Lab 4: Analyzing social media data with BigSheets

To help business analysts and those without a programming background analyze big data, IBM provides a spreadsheet-style tool called BigSheets. In this lab, you’ll learn how you can explore big data through this tool without writing scripts or MapReduce applications. The sample data for this lab consists of social media posts about a popular brand (IBM Watson) that was collected using a sample application provided with BigInsights. For background information, you may want to read the article on Analyzing social media and structured data with InfoSphere BigInsights.

After completing this hands-on lab, you’ll be able to:

  • Create a BigSheets workbook
  • Analyze and customize a workbook
  • Visualize your workbook’s data in a chart
  • Create a Big SQL table based on your workbook
  • Export your workbook’s data into one of several popular formats

Allow 45 – 60 minutes to complete this lab.

Prior to this lab, you should have set up a working environment. See Getting Started with Hadoop and BigInsights for details. Please post questions or comments about this lab to the forum on Hadoop Dev at https://developer.ibm.com/answers?community=hadoop.

4.1. Creating a workbook

To get started, copy the sample blogs-data.txt file to HDFS and create a master workbook for it.

__1. Obtain the blogs-data.txt file. You’ll find this in the sampleData.zip file provided with the article mentioned earlier.

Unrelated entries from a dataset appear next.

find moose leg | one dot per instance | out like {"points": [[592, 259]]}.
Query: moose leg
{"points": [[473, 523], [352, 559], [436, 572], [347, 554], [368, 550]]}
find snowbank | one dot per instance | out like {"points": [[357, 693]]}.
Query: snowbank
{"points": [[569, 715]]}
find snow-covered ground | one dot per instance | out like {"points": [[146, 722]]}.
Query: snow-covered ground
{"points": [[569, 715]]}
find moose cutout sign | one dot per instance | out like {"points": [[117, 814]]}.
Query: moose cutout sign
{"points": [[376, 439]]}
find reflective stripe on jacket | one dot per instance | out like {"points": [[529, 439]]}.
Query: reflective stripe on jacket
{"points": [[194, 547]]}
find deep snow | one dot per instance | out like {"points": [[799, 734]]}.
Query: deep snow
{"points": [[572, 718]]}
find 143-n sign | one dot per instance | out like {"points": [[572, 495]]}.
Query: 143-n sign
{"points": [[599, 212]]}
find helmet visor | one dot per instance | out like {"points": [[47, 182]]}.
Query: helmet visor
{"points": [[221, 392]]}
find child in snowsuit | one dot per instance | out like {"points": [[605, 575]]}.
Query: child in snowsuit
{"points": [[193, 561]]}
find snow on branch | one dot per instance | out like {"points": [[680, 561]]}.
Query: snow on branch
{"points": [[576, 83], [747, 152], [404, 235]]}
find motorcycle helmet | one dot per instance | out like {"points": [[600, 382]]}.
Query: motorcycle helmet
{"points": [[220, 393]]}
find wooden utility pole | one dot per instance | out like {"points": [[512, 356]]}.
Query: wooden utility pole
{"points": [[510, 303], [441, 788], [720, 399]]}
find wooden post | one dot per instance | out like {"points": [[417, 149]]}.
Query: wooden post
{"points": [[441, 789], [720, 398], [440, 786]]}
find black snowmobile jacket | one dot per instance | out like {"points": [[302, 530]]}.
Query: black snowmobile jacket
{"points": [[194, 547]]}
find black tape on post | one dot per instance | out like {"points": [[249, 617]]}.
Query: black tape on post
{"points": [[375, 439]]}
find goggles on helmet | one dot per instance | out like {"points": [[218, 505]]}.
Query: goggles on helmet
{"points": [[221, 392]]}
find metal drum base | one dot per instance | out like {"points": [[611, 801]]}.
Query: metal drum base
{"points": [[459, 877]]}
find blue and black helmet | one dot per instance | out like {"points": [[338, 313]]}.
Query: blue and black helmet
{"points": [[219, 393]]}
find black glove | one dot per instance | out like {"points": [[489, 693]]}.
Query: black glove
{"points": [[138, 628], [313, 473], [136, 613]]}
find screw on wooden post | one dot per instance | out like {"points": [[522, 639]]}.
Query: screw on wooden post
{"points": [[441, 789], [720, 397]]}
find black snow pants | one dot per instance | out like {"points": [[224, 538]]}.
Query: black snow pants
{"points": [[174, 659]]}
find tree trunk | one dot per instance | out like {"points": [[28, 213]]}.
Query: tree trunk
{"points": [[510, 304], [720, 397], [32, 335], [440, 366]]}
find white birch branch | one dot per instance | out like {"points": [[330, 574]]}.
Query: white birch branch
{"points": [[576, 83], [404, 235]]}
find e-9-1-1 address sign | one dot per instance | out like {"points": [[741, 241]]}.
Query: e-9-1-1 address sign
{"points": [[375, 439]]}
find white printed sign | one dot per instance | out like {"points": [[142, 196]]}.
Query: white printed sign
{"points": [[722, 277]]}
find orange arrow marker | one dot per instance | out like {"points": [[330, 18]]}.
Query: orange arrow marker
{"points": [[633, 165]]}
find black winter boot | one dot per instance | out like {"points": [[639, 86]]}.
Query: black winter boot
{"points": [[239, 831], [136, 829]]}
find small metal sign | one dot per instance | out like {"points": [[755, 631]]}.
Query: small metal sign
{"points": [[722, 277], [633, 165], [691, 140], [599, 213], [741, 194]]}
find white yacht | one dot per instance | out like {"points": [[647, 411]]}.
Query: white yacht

__2. Use Hadoop file system commands or the BigInsights Web console to create subdirectories in HDFS for your sample data. Under /user/biadmin, create a /sampleData directory.Beneath /user/biadmin/sampleData, create the /IBMWatson subdirectory.

image002

If you forgot how to create a subdirectory in HDFS, consult the earlier labs on Issuing Basic Hadoop Commands or Exploring and Administering Your Cluster with the BigInsights Web Console.

__3. Upload the blogs-data.txt file to the /user/biadmin/sampleData/IBMWatson directory. You can use Hadoop file system commands or the BigInsights Web console to do this. (If you forgot how to copy a file to HDFS, consult the earlier labs on Issuing Basic Hadoop Commands or Exploring and Administering Your Cluster with the BigInsights Web Console.)

image003

__4. From the Files page of the Web console, position your cursor on the /user/biadmin/sampleData/IBMWatson/blogs-data.txt file, as shown in the previous image.

__5. Click the Sheet radio button to preview this data in a spreadsheet-style format.

image004

__6. Because the sample blog data for this lab is uses a JSON Array structure, you must click on the pencil icon to select an appropriate reader (data format translator) for this data. Select the JSON Array reader and click the green check.

image005

__7. Save this as a Master Workbook named Watson Blogs. Optionally, provide a description. Click Save.image006

__8. Note that the BigSheets page of the Web console will open and your new workbook will be displayed.

image023

Now you’re ready to begin exploring this data using BigSheets.

4.2. Analyzing and customizing your workbook

BigSheets offers analysts a variety of macros, functions, and built-in analytical features. You’ll learn about a few here.

__1. To make it easier to search and manage your workbooks, add a few tags to the Watson Blogs master workbook you just created. In the upper right corner, click the icon to toggle the workbook display to show additional fields.

image008

Depending on the size of your browser, an additional scroll bar may appear at right.

__2. Scroll down to the Workbook Details section. Locate the Tags field, select the green plus sign (+) , enter a tag for Watson, and click the green check mark. Repeat the process to add separate tags for IBM and blogs.

image009

__3. Click on the Workbooks link the upper left corner of your open workbook.

image010

__4. From the list of available workbooks, you can quickly search for a specific tag. Use the drop-down Tags menu to select the blogs tag or type tag: blogs into the box.

image011

__5. Open the Watson Blogs master workbook again. (Double click on it.)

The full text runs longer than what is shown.